If only my whole head could be water

Lamentation on the massacres of Rhineland Jewish communities

If only my whole head could be water, and my eyes a flowing fountain,
I would bewail, all my days and nights,
the corpses of my little ones, my babes, and the elders of my community.
Now you respond: “Alas! Alack! Woe!”
and cry a great, profuse cry,
  for the House of Israel and the Lord’s people, who have fallen by the sword!
My eye tears greatly, and I go to the field of the weepers,
and I bring bitter, bewildered people to cry with me,
for the beautiful girls and the tender boys,
bound up in their books and pulled to the slaughter.
Their bodies were more ruddy than rubies, sapphires, and emeralds,
now trodden like mud in the street and cast aside.
“Stay away! Impure!” they called out, so that people would not come near—
  for the House of Israel and the Lord’s people, who have fallen by the sword!
And my eye descends with tears, and I wail and moan,
and I call for crying, and wearing sackcloth, and reciting eulogies.
That which is more precious than gold, more beloved than fine gold,
invaluable inside, more valuable than all precious vessels—
I saw it torn up, bereft and desolate:
the Torah! Scripture, the Mishnah, and Aggadic Lore! [ . . . ]
And my eyes flow with tears, pouring forth water,
and I bitterly lament those killed in Speyer.
It happened in the second month [Iyar], on the eighth day, on the Day of Rest.
Beloved young men and beautiful elders were killed.
They assembled together, and gave up their lives with awe
for the Unique Divine Name, whom they mightily declared to be One.
Mighty heroes, hastily fulfilling His words,
and my priests and young men expired—ten in all.
I compose wails in my bitter anguish and sadness,
to remember, today, the murders in the holy congregations,
the community of Worms, pure and select,
great rabbis, so pure and clean.
Twice they sanctified the Divine Name, in awe:
on the twenty-third of the month of Ziv [Iyar],1 in purity,
and on the first of the third month [Sivan], while reciting Hallel in song.
They gave up their lives, bound up in love. [ . . . ]
They have trampled down all my great ones, my very umbilical cord.
My wound is festering, with no balm or bandage.
There is no one to heal it or wrap it.
Therefore, I say: Leave me alone! Let me bitterly cry,
with the tears of my cries burning my cheeks
  for the House of Israel and the Lord’s people, who have fallen by the sword!
Translated by Gabriel Wasserman.

Notes

[“Ziv” is a biblical name (1 Kings 6:1) for the month postbiblically known as “Iyar.”—Trans.]

Credits

Inv.Nr. S 3091. ©GDKE – Landesmuseum Mainz (Ursula Rudischer).

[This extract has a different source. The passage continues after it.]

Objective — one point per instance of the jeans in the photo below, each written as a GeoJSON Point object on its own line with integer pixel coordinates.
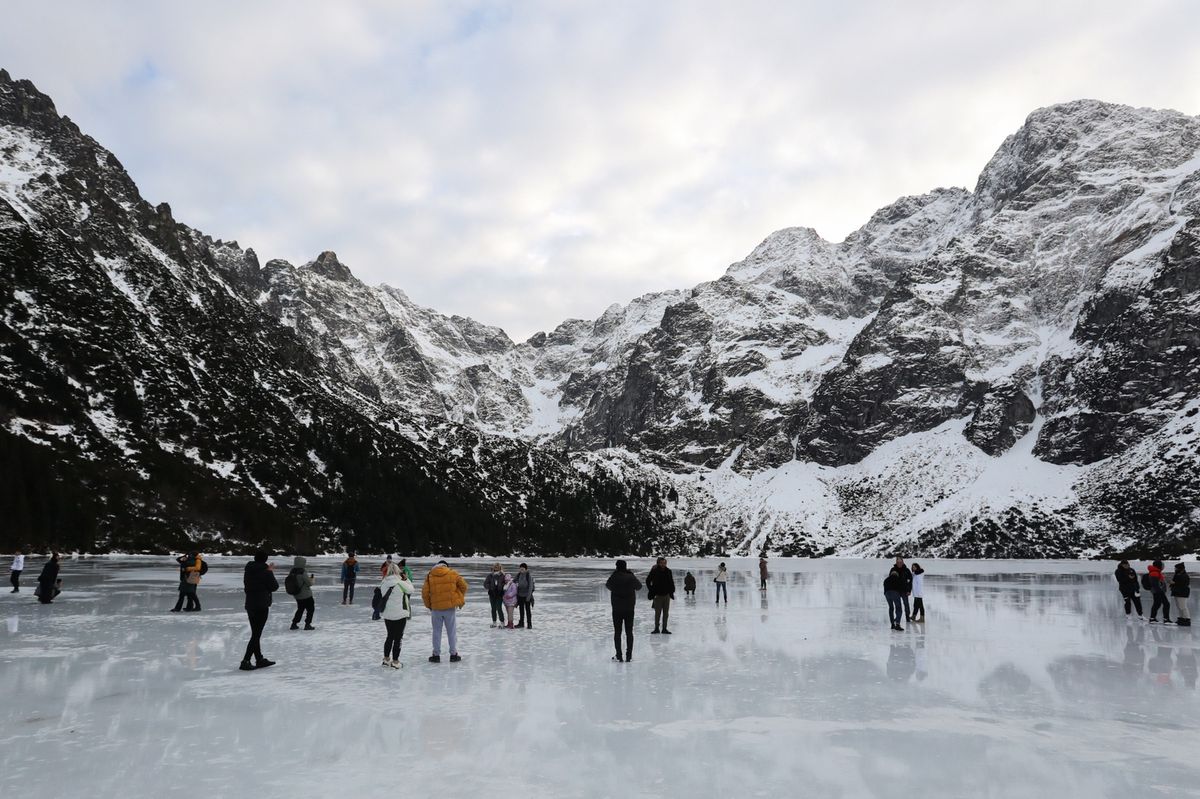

Published in: The Posen Library of Jewish Culture and Civilization, vol. 3: Encountering Christianity and Islam.

Engage with this Source

This lengthy Hebrew poem, excerpted here, relates geographic and chronological details about the persecutions, forced conversions, and murders of the First Crusade in 1096. At the same time, the author integrates these events into the long-standing tradition of Jewish laments for the Temple of Jerusalem. This poem, along with several others of his, became part of the Ashkenazic rite.